ABSTRACT

Prosapogenin A (also known as Progenin III and polyphyllin V), a secondary steroidal saponin in Dioscorea zingiberensis tubers, has more superior pharmacological activities than its primary form Protogracillin. Conventional preparation methods, such as column chromatography, and acidic hydrolysis, are of very low efficiency and limited scale due to tedious procedures and large consumption of organic solvent.

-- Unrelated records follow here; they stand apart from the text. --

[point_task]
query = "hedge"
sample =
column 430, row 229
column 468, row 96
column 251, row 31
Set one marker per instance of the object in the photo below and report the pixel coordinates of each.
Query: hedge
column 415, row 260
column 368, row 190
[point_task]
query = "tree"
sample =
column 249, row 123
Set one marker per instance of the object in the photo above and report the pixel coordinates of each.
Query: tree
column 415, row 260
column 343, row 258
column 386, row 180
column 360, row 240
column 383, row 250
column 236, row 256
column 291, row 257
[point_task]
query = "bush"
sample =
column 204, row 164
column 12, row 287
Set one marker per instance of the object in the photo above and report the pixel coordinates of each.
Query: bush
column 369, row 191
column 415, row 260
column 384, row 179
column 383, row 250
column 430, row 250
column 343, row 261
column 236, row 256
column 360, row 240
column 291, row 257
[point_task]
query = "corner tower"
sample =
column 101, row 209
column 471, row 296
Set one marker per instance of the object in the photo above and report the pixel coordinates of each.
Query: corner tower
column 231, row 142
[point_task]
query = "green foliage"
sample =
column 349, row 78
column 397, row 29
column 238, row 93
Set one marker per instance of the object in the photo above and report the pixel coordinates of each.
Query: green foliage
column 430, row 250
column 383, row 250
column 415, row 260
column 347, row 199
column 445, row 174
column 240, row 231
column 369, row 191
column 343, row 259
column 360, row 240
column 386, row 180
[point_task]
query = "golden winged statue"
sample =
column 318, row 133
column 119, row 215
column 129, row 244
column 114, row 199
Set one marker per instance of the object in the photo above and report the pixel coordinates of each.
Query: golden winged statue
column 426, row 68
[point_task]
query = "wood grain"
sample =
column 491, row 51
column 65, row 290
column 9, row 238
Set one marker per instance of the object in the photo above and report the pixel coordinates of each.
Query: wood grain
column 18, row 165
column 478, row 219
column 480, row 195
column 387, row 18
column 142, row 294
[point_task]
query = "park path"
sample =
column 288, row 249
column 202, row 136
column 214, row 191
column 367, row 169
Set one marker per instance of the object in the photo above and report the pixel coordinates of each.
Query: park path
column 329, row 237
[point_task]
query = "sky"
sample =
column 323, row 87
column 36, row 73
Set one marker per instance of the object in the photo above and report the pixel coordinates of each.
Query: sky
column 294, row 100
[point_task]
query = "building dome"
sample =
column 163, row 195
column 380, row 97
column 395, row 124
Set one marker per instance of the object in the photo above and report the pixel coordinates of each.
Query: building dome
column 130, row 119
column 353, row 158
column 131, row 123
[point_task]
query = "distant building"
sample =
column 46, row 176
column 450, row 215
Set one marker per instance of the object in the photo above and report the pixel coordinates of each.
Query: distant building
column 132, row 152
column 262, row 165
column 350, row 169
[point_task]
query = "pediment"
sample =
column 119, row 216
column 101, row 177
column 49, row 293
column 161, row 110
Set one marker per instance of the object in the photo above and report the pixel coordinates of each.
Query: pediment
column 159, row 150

This study aims to establish a convenient method for efficiently obtaining Prosapogenin A by enzymatic hydrolysis of abundant Protogracillin in the raw material. In light of the highest hydrolysis performance, β-dextranase was selected from four commercial enzymes in this application. After optimization of the conditions by the response surface methodology using Box–Behnken design, the enzymatic hydrolysis was carried out in 0.20 M HAc-NaAc buffer (pH 4.81) containing β-dextranase/Protogracillin (5.0:1, w/w), and the system was constantly kept at 56.7°C water bath for 4 h. Consequently, Protogracillin has been almost completely hydrolyzed to be Prosapogenin A and the highest yield was 96.4 ± 1.4%. The newly proposed approach is efficient and promising for conveniently obtaining Prosapogenin A and aimed to provide a laboratory-scale experimental foundation for the preparation of Prosapogenin A in industrial applications.

摘要

Prosapogenin A（也称为 Progenin III 和 polyphyllin V），一种在薯蓣中的次级甾体皂苷块茎，比其主要形式 Protogracillin 具有更优越的药理活性。传统的制备方法，如柱层析、酸性水解等，由于程序繁琐，有机溶剂消耗大，效率低，规模有限。本研究旨在通过酶解原料中丰富的Protogracillin，建立一种高效获得Prosapogenin A的简便方法。鉴于最高的水解性能，β-葡聚糖酶在本申请中选自四种商业酶。使用 Box-Behnken 设计通过响应面法优化条件后，在含有 β-葡聚糖酶/Protogracillin (5.0:1, w/w ) 的 0.20 M HAc-NaAc 缓冲液 (pH 4.81) 中进行酶水解)，系统在 56.7°C 水浴中持续保持 4 h。因此，Protogracillin 几乎完全水解为 Prosapogenin A，最高产率为 96.4 ± 1.4%。新提出的方法对于方便地获得Prosapogenin A是有效且有前景的，旨在为Prosapogenin A的工业化制备提供实验室规模的实验基础。